Through February 8-10

topaz blue
with silver ribbons
clouds and sky

Copyright © 2022-02-10, by Lizl Bennefeld.

plump pillows and
white blankets spread above
a world of green

the clouds in the heavens
fragrant meadows of sweet grass

Copyright © 2022-02-09, by Liz Bennefeld.

plantain lilies
friendships disappear
dreams remain

Copyright © 2022-02-09, by Lizl Bennefeld.

wide awake
hours till sunrise... 
then a nap

Copyright © 2022-02-08, by Liz Bennefeld.

February Poem-a-Day 2-5

morning sun     
    frost on the window pane   
yellows and blues   

Copyright © 2022-02-02, by Liz Bennefeld.

autumn flax
seed pod and petals...
fragrance from the garden
the fresh dew on the grass    

[tanka.] Copyright © 2022/02/03, by Liz Bennefeld.

on my left arm, a sleeping dog
breathing deeply
laptop keyboard on my screen
can't write poems  for the snores

[tanka.] Copyright © 2022-02-03, by Liz Bennefeld.

five months between  
too-short hair and "cannot  see" —
new groomer...found world

[senryu.] Copyright © 2022-02-04, by Liz Bennefeld.
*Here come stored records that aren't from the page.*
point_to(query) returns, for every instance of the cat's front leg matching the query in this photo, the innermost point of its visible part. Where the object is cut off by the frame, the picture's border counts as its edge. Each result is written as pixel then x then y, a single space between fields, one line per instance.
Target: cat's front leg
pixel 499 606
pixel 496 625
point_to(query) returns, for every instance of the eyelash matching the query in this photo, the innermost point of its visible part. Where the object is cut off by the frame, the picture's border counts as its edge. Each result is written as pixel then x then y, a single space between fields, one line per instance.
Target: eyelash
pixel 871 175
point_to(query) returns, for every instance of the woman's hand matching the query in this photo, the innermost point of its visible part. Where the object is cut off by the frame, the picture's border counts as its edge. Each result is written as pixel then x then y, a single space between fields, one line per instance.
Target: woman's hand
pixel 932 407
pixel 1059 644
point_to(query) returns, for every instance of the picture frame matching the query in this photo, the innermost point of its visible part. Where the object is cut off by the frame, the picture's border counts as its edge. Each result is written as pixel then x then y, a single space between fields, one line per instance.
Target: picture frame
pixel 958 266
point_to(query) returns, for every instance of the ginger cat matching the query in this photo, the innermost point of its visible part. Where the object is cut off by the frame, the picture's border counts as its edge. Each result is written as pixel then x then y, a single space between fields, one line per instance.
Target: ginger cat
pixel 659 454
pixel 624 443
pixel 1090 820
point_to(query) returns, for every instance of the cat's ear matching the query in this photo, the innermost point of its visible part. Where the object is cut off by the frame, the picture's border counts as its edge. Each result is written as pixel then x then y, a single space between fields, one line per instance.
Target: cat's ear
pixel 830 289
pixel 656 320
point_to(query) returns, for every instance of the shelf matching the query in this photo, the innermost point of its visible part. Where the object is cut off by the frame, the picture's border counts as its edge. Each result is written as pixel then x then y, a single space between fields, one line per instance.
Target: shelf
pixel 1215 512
Note: Our dogs had to go without haircuts from sometime in August until yesterday.

November 2 2021 – Poem a Day

the (r)age of fire
lightning torches thirsty trees
nowhere left to hide

[senryu.] Copyright © 2021.11.01 by Liz Bennefeld.

autumn’s reds and golds
dry leaves crumble underfoot
evening fades to night

[haiku.] Copyright © 2021.11.01 by Liz Bennefeld.

As I understand it, unlike haiku, senryu don’t have a cutting or seasonal word. The structure of senryu is usually three lines with 17 or fewer syllables (e.g. 5-7-5), like haiku. It addresses human issues/affairs rather than nature. (Emotions rather than the senses, maybe?) Also, a haiku length that is coming more into use is ~11 syllables (3-5-3), putting them more in sync with the content volume of a haiku written in Japanese.